Values have continued to rise at auction for both Fleet/Lease and Part-Exchange stock. With nearly-new continuing to perform strongly, the three sectors contributed to another record rise for the BCA Index.
In Quarter 1, 2007, values for the three-year-old, 60,000 mile fleet & lease car averaged £6,913 – a new quarterly record value. Values in March approached the extraordinary levels recorded in last September and comfortably broke the £7,000 barrier again. The rise was seen in all sectors bar MPVs were values remained static. Interestingly the average values for petrol and diesel continue to converge, although diesels are remarketed at a much higher average mileage.
Average Part-Exchange values increased for the second quarter running and at £3,182 are at record levels in the first quarter of 2007. Values have pushed through the £3000 barrier for only the third time and the rise of £146 since the turn of the year is equivalent to a 4.8% increase. Year on year, both age and mileage have gone up, and average P/X cars are now nearly 3 months older and 2,000 miles more travelled than they were a year ago. CAP performance has increased by nearly 2 points against last quarter.

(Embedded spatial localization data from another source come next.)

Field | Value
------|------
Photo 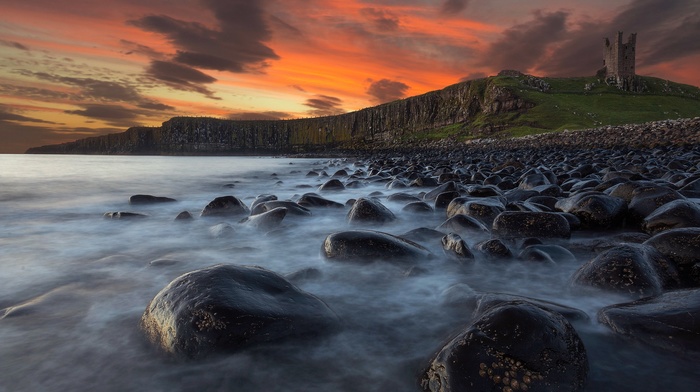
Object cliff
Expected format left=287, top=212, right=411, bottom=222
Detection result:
left=26, top=77, right=532, bottom=155
left=25, top=73, right=700, bottom=155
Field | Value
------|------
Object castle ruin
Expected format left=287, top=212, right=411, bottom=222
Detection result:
left=599, top=31, right=641, bottom=91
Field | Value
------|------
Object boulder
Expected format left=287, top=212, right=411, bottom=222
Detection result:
left=421, top=301, right=588, bottom=392
left=103, top=211, right=148, bottom=219
left=474, top=293, right=589, bottom=323
left=140, top=264, right=340, bottom=359
left=201, top=196, right=250, bottom=217
left=644, top=228, right=700, bottom=286
left=297, top=193, right=344, bottom=208
left=492, top=211, right=571, bottom=239
left=318, top=179, right=345, bottom=192
left=570, top=244, right=681, bottom=298
left=239, top=207, right=287, bottom=231
left=555, top=192, right=627, bottom=229
left=402, top=201, right=434, bottom=214
left=475, top=239, right=513, bottom=260
left=641, top=199, right=700, bottom=235
left=627, top=186, right=684, bottom=225
left=446, top=197, right=505, bottom=226
left=322, top=230, right=432, bottom=263
left=346, top=197, right=396, bottom=225
left=129, top=194, right=176, bottom=204
left=251, top=201, right=312, bottom=217
left=598, top=288, right=700, bottom=355
left=436, top=214, right=490, bottom=237
left=441, top=233, right=474, bottom=261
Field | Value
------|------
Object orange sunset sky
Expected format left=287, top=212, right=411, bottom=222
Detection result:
left=1, top=0, right=699, bottom=153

Both fleet/lease and P/X values followed similar patterns – price performance in January was strong and, while February flagged a little, March values rallied to record levels. All three months outperformed the same months the previous year.
Heavy demand allied to relatively thin stocks earlier in the year will have helped values to firm. However, by the end of the first quarter volumes had significantly increased which indicates demand is driving values firmly upwards.
BCA’s Communications Director Tony Gannon commented “It is interesting that March recorded the strongest prices, as volumes were beginning to rise. The March plate-change stimulated a lot of interest in retail sales – both new and used – and this will have had a pull-through effect into the wholesale market.”
Gannon added “Countering this, an amount of economic uncertainty stimulated by rising interest rates, high inflation and might have been expected to dampen consumer buying of big-ticket items, but this does not seem to be the case in the first quarter of 2007. In fact market values have remained relatively strong since the ‘price bubble’ in September 2006, when selected high-demand late-year cars were averaging above list.”
Diesel and Petrol Values converging
Looking at the diesel/petrol splits in the fleet market highlights that the five percent price premium diesel enjoyed over petrol for much of last year is eroding, even while acknowledging that diesels average a 20,000 higher mileage at remarketing.
In Quarter 1, 2007 average Diesel values rose by £284 to a record quarterly value of £6,991. The increase followed two consecutive falls in average quarterly value for diesels.
Petrol values, meanwhile, also reached record levels, averaging £6,830 in Q107. This represented a rise of £437 over the previous quarter and is the closest petrol values have come to parity with diesel values in the past 15 months.
Of course, fleet and lease sourced diesels come to the market at a much higher average mileage, and mileage-adjusted values would see a more significant price differential. However, the price trend clearly seems to indicate a narrowing in values between petrol and diesel. Differences in age and CAP Performance between fleet/lease petrol and diesel cars were negligible in Quarter 1, 07.
The diesel/petrol value splits for the P/X sector are much more pronounced than in the fleet/lease sector. The price variance is much greater, remaining on average at around £2,000 or more. This is largely due to petrol cars from PX sources being on average a year older than diesels when sold – fleet/lease petrol cars are generally a month younger than diesels.